その表情からはいつもの笑みは消え失せ、無表情でまるで私は子ではなかったかのように、愛されていなかったかのように捨てた。
次の日からは、街から数十キロ離れた山小屋に閉じ込められた。街の壁の外の丘の上にある。周りは木々で覆われ、街の様子を見る事すらできない。
数ヶ月ごとに食糧が届く。しかし、いつも目が覚めてから玄関の前近くに置かれていた。その届けている人は私の就寝時間を狙って運んでいるらしい。まるで怯えるような目で私を見詰めてくる。
見ようとして夜遅くまで起きていたときも周りに灯りが無いことをいいことに全速力で逃げられた。馬で来ていたので、追いつけるはずもなく一度足りとも姿を見たことはなかった。
どうして?私は何もしてない。それなのに、どうして…。
そんな日々も1年が過ぎようとした頃になると不思議と慣れてしまった。目が覚めると、井戸から水を組みに行って、顔を洗い、髪を梳いて、今日の朝食を考える。
何気ない平和な一日と言えば聞こえは良いが、何もなく人と関われないこの生活は息苦しかった。約一年前の様々な想いは未だにこの胸に確かに存在してる。けれど、一人で考えていても答えは出てこない。誰も答えてはくれない。堂々巡りするだけだと、もう何度も理解させられたのだ。こんなにも幼い私でも、もう流石に気付いてはいた。
会うことは無いのだろう…と。
今日は雲一つ無い晴天だ。
こんな気持ちのいい朝は外に限る。嫌なことも全部空に預けてしまえば良い。朗らかな空は全てを飲みこんでくれる筈だ。太陽は私の心を晴れやかに照らしてくれる筈だ。だから、今は何も考えないでいよう。
外で朝食を取ることを決めた私は、食料庫から出しておいたハムと野菜とパンでサンドイッチを作った。
パンも野菜も干物状態なので水で戻す時間を急ぎたかったくらい外の暖かさに触れることが待ち遠しかった。
バスケットに入れたら、帽子を被って外へと出た。
晴天とはいえ、そこまでの暑さもなく、心地よい風が肌を撫でる。しかし、肌が焼けるのは好ましくないので、近くに立っている大樹の下に座った。
今となっては空に飛ぶ鳥が友達のようなもの。
もし近くに動物や悪魔が居るなら友達になりたいぐらいに寂しかった。話す相手が居ないのは彼女の歳だと少し堪えるものがある。その為、動物の声を聴くと少し話してる気分になれた。

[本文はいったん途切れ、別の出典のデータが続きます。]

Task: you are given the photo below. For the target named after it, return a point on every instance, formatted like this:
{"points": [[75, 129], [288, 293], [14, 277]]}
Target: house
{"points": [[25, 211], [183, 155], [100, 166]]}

1年近くも続けてるせいか独り言が多くなったが、私しか居ないのだから問題ない。そうしないと、気が狂ってしまいそうだったのだから仕方もない。私自身その独り言が異常だと気づかない時点でもう狂ってしまってるのかもしれないけれど、まだ大丈夫だ。
いざとなれば、言葉の話せる鳥ともきっと出会える。出会ってみせる。
ガサッ
後方の茂みの奥で何か居る音が聞こえた。
急に音がした為驚いて反射的にそちらへ向いた。
足元がふらふらで何も食べてない様子が伺える一人の白い悪魔が居た。
2メートルはありそうな巨体に細い骨のような全身。一つ目で皮はなく歯は直接顔の骨から剥き出てる。首周りにはギザギザの逆撫でしてる刺のようなものが突き出ていて、腰からマントのような毛皮が生えている。指は刃物のように鋭く、触れたものを切ってしまいそうな勢いだ。
普通ならばその悪魔を見た者は真っ先に悲鳴を上げて逃げ出すだろう。そして、街のギルドに報告して、悪魔狩りが始まる。低級ならば、1人。中級ならば、10人。上級なら一個軍団必要となる。貴族や高位のものならば街一つは軽く破壊出来る程の力を有する。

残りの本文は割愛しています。